Oleh karena itu, jika memang pemerintah serius dalam penanggulangan Covid-19, La Nyalla meminta agar pemerintah segera menugaskan PT Pindad untuk memproduksi massal ventilator tersebut, serta mendistribusikannya ke rumah sakit di 34 provinsi. 

Menurut Abraham terdapat dua jenis ventilator yang mampu mereka produksi. Adapun produk yang diperkenalkan yakni, Ventilator Resutitator Manual (Pindad VRM) dan Ventilator Covent-20 (hasil kerjasama dengan Universitas Indonesia).

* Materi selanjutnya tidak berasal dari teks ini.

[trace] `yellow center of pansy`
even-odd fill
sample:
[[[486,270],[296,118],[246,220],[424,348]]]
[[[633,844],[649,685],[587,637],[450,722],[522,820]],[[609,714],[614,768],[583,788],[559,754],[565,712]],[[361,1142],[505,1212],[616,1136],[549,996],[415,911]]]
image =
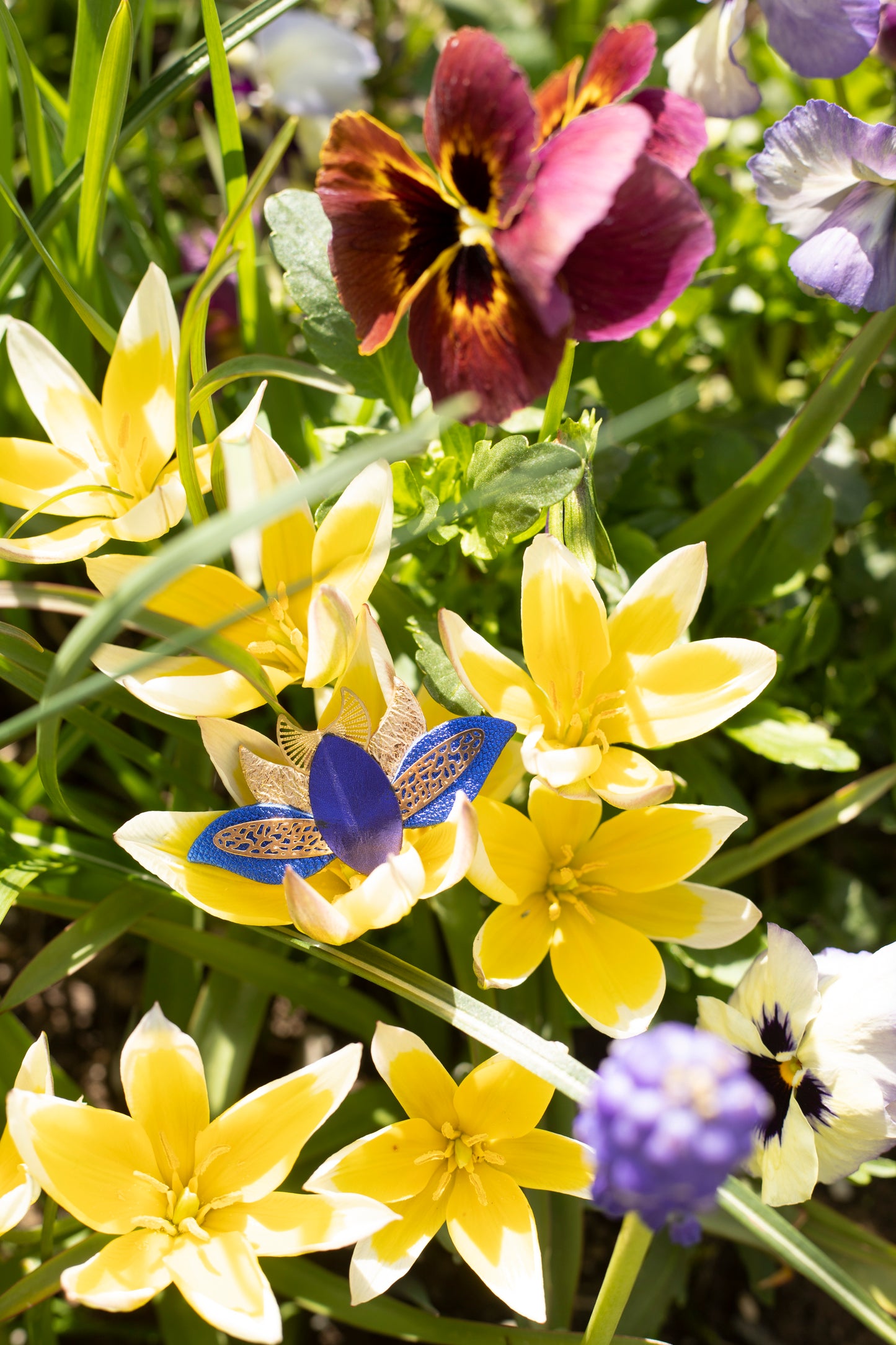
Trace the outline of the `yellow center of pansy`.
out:
[[[415,1163],[445,1163],[445,1169],[433,1190],[433,1200],[439,1200],[454,1174],[463,1171],[470,1180],[480,1205],[488,1205],[489,1200],[485,1194],[482,1178],[476,1170],[477,1165],[492,1163],[494,1167],[502,1167],[504,1158],[501,1154],[496,1154],[485,1147],[489,1138],[486,1134],[463,1134],[450,1120],[446,1120],[442,1126],[442,1134],[447,1141],[445,1149],[430,1149],[429,1153],[420,1154],[419,1158],[414,1159]]]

Dalam kesempatan yang sama, Abraham Mose beserta jajaran direksi PT Pindad lainnya juga mengenalkan produk-produk lain yang siap digunakan untuk melawan wabah Covid-19.

Beberapa peralatan lain yang diproduksi oleh Pindad meliputi Disinfectant Fog Cannon, Mobile Sterilization Chamber Covid-19. 

Selain itu Abraham juga memperkenalkan produk dari anak perusahaan – PT Pindad Enjiniring Indonesia (PT PEI) berupa cairan disinfektan dan perlengkapan APD meliputi baju APD atau lebih dikenal dengan Hazmat, helm face shield dan kacamata.

Abraham berharap Dewan Perwakilan Daerah dapat menyerap aspirasi masyarakat terkait penanganan wabah Covid-19.  

“Beliau juga mengungkapkan bahwa Sumber Daya Manusia di Pindad yang responsif bekerjasama dengan dokter untuk menghasilkan produk penanggulangan Covid-19,” ujar Abraham.